Leaves hurry to catch up
with summer moving on
past arrivals and farewells.
Their migration more frantic perhaps,
having waited out the storm, thinking
it would pass, not take its toll
on memory.

Leaves hurry now, catching up
with light that fades too early
into the mirror of the sea,
having murmured their adieu
to branches letting go.

©2018 by Barbara Flaherty
 

INVITATION:
Your turn! In the comments section below, please let us know if you’ve observed any kind of migration recently – including general location and time of day. We’ll leave the comments open for the next two weeks in case you need a chance to go on a field trip first😊 And if your encounter inspires you to write a response (short poem, flash fiction, or mini essay), please come back and share that as well. On 8 October 2018 we’ll post a community poem based on all your observations. We’ll also select one of the response pieces to publish in our Written Word Wednesday column (revisions may be requested).

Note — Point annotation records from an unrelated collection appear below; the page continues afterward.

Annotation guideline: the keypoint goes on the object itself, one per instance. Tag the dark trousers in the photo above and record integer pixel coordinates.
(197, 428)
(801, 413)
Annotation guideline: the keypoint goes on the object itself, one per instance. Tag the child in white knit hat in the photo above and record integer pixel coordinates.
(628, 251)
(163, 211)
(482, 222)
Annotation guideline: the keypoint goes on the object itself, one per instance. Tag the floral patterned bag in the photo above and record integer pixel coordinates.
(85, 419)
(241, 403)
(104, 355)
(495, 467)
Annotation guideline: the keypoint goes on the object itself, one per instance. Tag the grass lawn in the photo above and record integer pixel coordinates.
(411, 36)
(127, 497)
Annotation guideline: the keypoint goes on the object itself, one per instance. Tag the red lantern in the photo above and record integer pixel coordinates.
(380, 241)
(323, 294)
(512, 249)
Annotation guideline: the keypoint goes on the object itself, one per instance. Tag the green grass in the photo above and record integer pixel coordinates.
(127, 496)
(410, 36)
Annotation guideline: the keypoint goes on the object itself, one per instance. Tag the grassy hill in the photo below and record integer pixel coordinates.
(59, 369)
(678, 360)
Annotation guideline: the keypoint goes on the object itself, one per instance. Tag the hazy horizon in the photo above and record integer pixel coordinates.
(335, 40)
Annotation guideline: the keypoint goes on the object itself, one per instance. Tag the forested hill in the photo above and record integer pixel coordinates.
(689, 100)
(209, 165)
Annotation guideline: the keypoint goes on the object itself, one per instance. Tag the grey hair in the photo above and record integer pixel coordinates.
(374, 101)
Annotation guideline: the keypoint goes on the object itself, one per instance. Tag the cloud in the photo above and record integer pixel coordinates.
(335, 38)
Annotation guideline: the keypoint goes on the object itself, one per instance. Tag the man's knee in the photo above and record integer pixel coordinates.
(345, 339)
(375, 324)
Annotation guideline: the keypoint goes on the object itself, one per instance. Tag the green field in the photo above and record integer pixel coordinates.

Please note: Comments are moderated. Your comment may not appear online right after you submit it, but we will see it in our dashboard.

4 Comments on “Folded Field Notes: MIGRATION

  1. MIGRATION
    We live textured lives. Full bodied, we make our way. We embrace while songs are sung. We sit and eat, nourished by the scents and tastes of all that is good. We see and count with thanksgiving, the days of our lives. And yet, there is a frailty that comes through all the wandering and wondering. A boldness turns to brittleness and we long for rest.

    out of reach
    a formation of geese
    heading south

    Liked by 2 people

  2. Every morning, in tens of thousands, they leave their homes to cross the firth. Like many-coloured beetles of varying size, they crawl their accustomed path; they leave the ground and flow like smoke, suspended over air and water towards their destination. The murmur of their passing carries for miles around.

    Wearily every evening, the beetling throng of thirty thousand face their northward journey. Queuing and waiting, filing and halting, commuters gradually spill out of the city. Two bridges fill with traffic, while another echoes the rattling roar of ever-frequenting trains.

    A hundred and thirty years ago, you could cross the Forth only by ferryboat… and usually didn’t. One by one, more than half a century apart, came the bridges to make lives easier… until now you may spend two hours of every day slowly, crowdedly, migrating.

    Liked by 1 person

  3. Autumnal Shift
    Flock of blackbirds moving over the house, silent as they almost always never are–heading south, one wing beat at a time. Leaving behind the September cries of the finches, (in French, no less–Vite! Vite! Vite!/Quick! Quick! Quick!); the urgency shouted down by jeers from the blue jays, the mockery of magpies, the crows, so seldom able to approach in silence: “Hah!” they shout. “We’ll stay!”
    on the lake island
    the trees bare of white egrets
    soon, their leaves bare, too
    Over my shoulder, the sudden arrival of a small flock of bush tits, making their presence known only by the bell-like cheep and the taffeta rustle of their number, scavenging the mock-orange for seeds and delicate bits of leaf ends. Hello and goodbye.